Background: This study aimed to characterize the electroencephalogram in children who emerged with emergence delirium (ED) compared with children without ED using methods that involved the assessment of cortical functional connectivity.
Methods: Children aged 5 to 15 yr had multichannel electroencephalographic recordings during induction and emergence from anesthesia during minor surgical procedures. Of these, five children displayed ED after sevoflurane anesthesia. Measures of cortical functional connectivity previously used to evaluate anesthetic action in adults were compared between ED and age-, sex-, and anesthetic-matched non-ED children during emergence from anesthesia.
Results: At the termination of sevoflurane anesthesia, the electroencephalogram in both ED and control patients showed delta frequency slowing and frontally dominant alpha activity, followed by a prolonged state with low-voltage, fast frequency activity (referred to as an indeterminate state).
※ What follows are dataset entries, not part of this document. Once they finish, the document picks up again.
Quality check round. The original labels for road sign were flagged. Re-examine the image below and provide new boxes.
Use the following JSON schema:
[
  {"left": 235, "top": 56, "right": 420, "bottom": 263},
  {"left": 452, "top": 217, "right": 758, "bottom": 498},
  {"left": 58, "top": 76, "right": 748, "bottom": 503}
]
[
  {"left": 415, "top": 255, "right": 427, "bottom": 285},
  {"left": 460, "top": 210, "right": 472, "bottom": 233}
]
In children with ED, arousal with delirious behavior and a variety of electroencephalogram patterns occurred during the indeterminate state, before the appearance of normal wake or sleep patterns. The electroencephalogram in children without ED progressed from the indeterminate state to classifiable sleep or drowsy states, before peaceful awakening. Statistically significant differences in frontal lobe functional connectivity were identified between children with ED and non-ED.
Conclusions: ED is associated with arousal from an indeterminate state before the onset of sleep-like electroencephalogram patterns. Increased frontal lobe cortical functional connectivity observed in ED, immediately after the termination of sevoflurane anesthesia, will have important implications for the development of methods to predict ED, the design of preventative strategies, and efforts to better understand its pathophysiology.